Notice of Pre-AIA  or AIA  Status

The present application, filed on or after March 16, 2013, is being examined under the first inventor to file provisions of the AIA .

Claim Rejections - 35 USC § 102

In the event the determination of the status of the application as subject to AIA  35 U.S.C. 102 and 103 (or as subject to pre-AIA  35 U.S.C. 102 and 103) is incorrect, any correction of the statutory basis for the rejection will not be considered a new ground of rejection if the prior art relied upon, and the rationale supporting the rejection, would be the same under either status.  

The following is a quotation of the appropriate paragraphs of 35 U.S.C. 102 that form the basis for the rejections under this section made in this Office action:
A person shall be entitled to a patent unless –

(a)(2) the claimed invention was described in a patent issued under section 151, or in an application for patent published or deemed published under section 122(b), in which the patent or application, as the case may be, names another inventor and was effectively filed before the effective filing date of the claimed invention.


Claim(s) 1-4,6-8,12-20 are rejected under 35 U.S.C. 102(a)(2) as being anticipated by Kaushik et al (20210065699).

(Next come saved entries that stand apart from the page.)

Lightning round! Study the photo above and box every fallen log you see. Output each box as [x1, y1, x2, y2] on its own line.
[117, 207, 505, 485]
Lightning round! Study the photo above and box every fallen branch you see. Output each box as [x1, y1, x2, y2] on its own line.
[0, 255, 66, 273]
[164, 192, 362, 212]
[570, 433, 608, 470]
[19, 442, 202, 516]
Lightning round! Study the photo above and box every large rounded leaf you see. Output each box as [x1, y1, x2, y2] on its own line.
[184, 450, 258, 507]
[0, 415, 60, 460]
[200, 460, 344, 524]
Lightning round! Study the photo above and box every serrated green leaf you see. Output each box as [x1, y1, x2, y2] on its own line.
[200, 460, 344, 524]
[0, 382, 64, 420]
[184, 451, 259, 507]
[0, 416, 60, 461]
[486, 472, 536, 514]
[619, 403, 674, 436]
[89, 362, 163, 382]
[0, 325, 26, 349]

As per claim 1, Kaushik et al (20210065699) teaches a computing system that performs language model compression (as a phoneme recognize model to train/and update for word spotting – para 0007; which it implemented for language modeling as well – para 0099), the computing system comprising: 
one or more processors; and one or more non-transitory computer-readable media that collectively store:
 a teacher language model, wherein a teacher vocabulary that contains a plurality of teacher sub-words is associated with the teacher language model (examiner notes, that applicants specification, details the teacher language model is a model that is the larger vocabulary model compared to the student language model – see applicants spec, abstract, to start; now, referring to Kaushik et al (20210065699), teaching the use of TIMIT corpus, or alternate corpus, as the ;base; dictionary to train the phoneme recognizer – para 0007) , 
and wherein a plurality of teacher sub-word embeddings are respectively associated with the plurality of teacher sub-words (as, the initial database is a phoneme (and hence subword) database  -- para 0007); 
a student language model, wherein a student vocabulary that contains a plurality of student sub-words is associated with the student language model (as, the phoneme recognizer model, fig. 2, subblock 212 being trainable by the input keywords, and then performing pronunciation augmentation/pruning – fig. 2, subblock 214, eventually leading to the keyword-adapted phoneme recognizer – fig. 2, subblock 220); 
wherein a plurality of student sub-word embeddings are respectively associated with the plurality of student sub-words, and wherein a number of student sub-words contained in the student vocabulary is less than a number of teacher sub-words contained in the teacher vocabulary (as, during the pruning process, the number of pronunciation sets are reduced and eliminating other phonemes – para 0014 – hence, the number of phonemes pairs are less than the database/’teacher subwords’);
 and instructions that, when executed by the one or more processors, cause the computing system to perform operations, the operations comprising: obtaining a natural language training input (As using user input to train the phoneme recognized model – para 0007); 
generating a first sub-word version of the natural language training input that comprises at least one of the teacher sub-word embeddings associated with the teacher vocabulary (as, accessing the keyword dictionary (and hence the ‘teacher’ model, as mapped above; Fig. 2, subblock 216) and at least one of the student sub-word embeddings associated with the student vocabulary (as, the robust phoneme recognizer has a pruned subset fig 2, subblock 220, 212); 
inputting the first sub-word version of the natural language training input into at least the teacher language model (as, offline training of the larger/teacher model – para 0086; and in the embodiment of handling negative samples, updating the teacher language model – para 0105; as well as updating the keyword dictionary from the prebuilt dictionary – fig. 8, subblocks 810,814)); 
receiving a teacher output generated by the teacher language model based on the first sub-word version of the natural language training input (as, the teacher output of the keyword dictionary into keyword adaptation – fig. 2, subblock 216 to 218); 
evaluating a loss function to determine a loss associated with the teacher output (as, in the first step of pruning, measuring a distance length to prune/remove pronunciations that would not fit, and removing from the keyword pronunciation database – (para 0102)); and modifying at least one of the plurality of student sub-word embeddings based at least in part on the loss associated with the teacher output (as, performing a second pruning function, -- para 0103, and pruning the list – para 0103 – this list is used in the smaller/student vocabulary; Kaushik et al (20210065699) further teaches a positive/negative(loss) calculation for keywords – para 0104-0106). 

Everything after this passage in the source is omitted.